David Ghent has waited twenty-one years to fulfill a prophecy foretelling the destruction of Lucifer’s power on Earth and Heaven, saving himself and the entire world from Hell’s power. His training is complete, the city prepared. As the battle commences, the city’s most beloved daughter, Layla, suddenly appears at the Hellgate. David is then faced with an impossible choice: fulfill the prophecy, or save her life. The consequences David faces after choosing Layla force him to question his entire life, and his loyalty to Heaven. As the aftermath of failure unfolds, David discovers that the real battle against Lucifer has just begun.
Now Maren is a stay-at-home mom, part-time piano teacher, cosmetologist, and writer. Amidst the buisiness of being a housewife, she loves reading, writing and playing music, vacationing, going on dates with her hubby and friends, throwing dinner parties, and sewing. She enjoys collecting books, and hopes someday to have a library big enough to fit all of them. Currently, her two pretty-enough-to-be-displayed-bookshelves are overflowing, and she's got books stashed all around her house. Open a random drawer, you'll probably find one.
Maren's previous work includes a short comedy, "A Tale of Two Cemeteries," and a middle-grade reader, The Treehouse. The Faith and Fate of David Ghent is her first published novel. Find out more about Maren at www.marendille.com, or on Facebook, Goodreads, and Amazon.

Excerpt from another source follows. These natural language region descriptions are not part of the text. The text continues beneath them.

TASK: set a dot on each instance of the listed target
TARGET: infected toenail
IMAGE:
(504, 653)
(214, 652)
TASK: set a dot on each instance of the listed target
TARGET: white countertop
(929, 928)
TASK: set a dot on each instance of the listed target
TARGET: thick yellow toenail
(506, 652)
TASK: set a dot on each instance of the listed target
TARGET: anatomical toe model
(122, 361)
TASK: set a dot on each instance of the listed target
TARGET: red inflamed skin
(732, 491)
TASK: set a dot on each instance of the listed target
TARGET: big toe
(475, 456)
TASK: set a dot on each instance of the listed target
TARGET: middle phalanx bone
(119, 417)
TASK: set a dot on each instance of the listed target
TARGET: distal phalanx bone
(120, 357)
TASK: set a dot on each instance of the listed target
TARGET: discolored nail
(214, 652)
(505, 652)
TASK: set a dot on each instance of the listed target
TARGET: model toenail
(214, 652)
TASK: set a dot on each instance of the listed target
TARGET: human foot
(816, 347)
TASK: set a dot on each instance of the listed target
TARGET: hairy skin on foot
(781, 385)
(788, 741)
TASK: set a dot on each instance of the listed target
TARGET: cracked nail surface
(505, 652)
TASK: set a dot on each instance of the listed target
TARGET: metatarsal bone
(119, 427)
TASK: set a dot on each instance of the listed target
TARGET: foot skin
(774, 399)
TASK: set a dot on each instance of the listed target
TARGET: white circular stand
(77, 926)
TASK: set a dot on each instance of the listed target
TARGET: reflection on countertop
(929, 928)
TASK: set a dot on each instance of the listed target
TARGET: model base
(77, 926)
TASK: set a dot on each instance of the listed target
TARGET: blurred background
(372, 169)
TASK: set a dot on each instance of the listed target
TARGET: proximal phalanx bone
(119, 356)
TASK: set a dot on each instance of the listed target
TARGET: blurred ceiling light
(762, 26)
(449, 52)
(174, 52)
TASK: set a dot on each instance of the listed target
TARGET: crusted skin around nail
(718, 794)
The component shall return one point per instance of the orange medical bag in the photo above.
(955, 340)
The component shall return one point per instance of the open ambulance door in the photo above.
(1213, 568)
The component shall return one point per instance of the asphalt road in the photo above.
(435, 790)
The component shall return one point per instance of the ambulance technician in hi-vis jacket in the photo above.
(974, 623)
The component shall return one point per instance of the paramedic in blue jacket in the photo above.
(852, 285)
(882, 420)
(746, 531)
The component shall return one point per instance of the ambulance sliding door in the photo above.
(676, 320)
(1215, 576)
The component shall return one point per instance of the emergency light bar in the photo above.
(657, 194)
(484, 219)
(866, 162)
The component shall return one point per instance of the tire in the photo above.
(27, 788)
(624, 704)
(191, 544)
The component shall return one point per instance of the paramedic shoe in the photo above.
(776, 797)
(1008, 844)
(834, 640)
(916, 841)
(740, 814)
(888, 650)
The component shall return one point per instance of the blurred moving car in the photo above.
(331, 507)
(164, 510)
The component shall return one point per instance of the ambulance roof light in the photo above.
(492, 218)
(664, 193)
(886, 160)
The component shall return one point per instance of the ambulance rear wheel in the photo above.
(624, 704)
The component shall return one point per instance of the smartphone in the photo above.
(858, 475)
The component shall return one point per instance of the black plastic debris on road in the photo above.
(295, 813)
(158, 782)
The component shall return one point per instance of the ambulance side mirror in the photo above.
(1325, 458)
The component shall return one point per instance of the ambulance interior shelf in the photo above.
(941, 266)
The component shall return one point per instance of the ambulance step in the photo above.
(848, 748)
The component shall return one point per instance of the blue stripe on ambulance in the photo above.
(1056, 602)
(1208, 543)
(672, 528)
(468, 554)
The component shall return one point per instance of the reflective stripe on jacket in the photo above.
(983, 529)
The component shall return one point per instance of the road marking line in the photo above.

Writing About Humanity by Maren Dille
I’m frequently asked what my book is about. You’d think the answer is simple, since I wrote it. The problem is most people want a succinct answer. I’ve learned I have to tailor my answer to my audience. In this case, I’m going to say that my book is about being human.
What does it mean to be human? People will have all sorts of answers. I actually googled this phrase when I was researching. The first ten sites were all scientific-based. That surprised me, though I shouldn’t have been. Most people would answer that with words like “heartbeat,” “blood,” or “walk upright.” I’m a writer though, not a scientist. For me, being human is more about our souls.
The Faith and Fate of David Ghent chronicles a young man’s journey as he’s assigned the task of conquering Lucifer, thereby saving the world from the wrath of Hell. Many people will categorize it as a romantic/dramatic fantasy YA—which it is, but to me, it’s much more. The main character, David, changes throughout the novel, making it feel like a coming-of-age story. This book is about angels, but you won’t find any wings. It’s also about love, though you won’t find any sex. Instead, I wrote the evolution of a hero, with the fantasy and romantic aspects serving as complements.
Does it seem odd that a YA book about fighting the Devil is so deeply rooted in one’s own humanity? It did to me at first. When I started David’s story, I had no idea his assignment would be so complicated. I wrote in angels, demons, battles, and strength, adding in the romance as an after-thought. After I’d finished, I realized that the romance (more specifically, the effect of the romance) was critical to David’s progression. I second-guessed myself, then decided it couldn’t be any other way. David was through and through my character. I’d created him, honed him, enough that I felt he was a part of me. How could I separate my own triumph and progression through life from my romance? Love—the kind that David and Layla experience, and the kind that I share with my husband—does change you. I believe love is at the root of humanity. Without it, what’s the purpose of even being human?
Read the book and you tell me: conquering Lucifer and finding humanity—different or the same?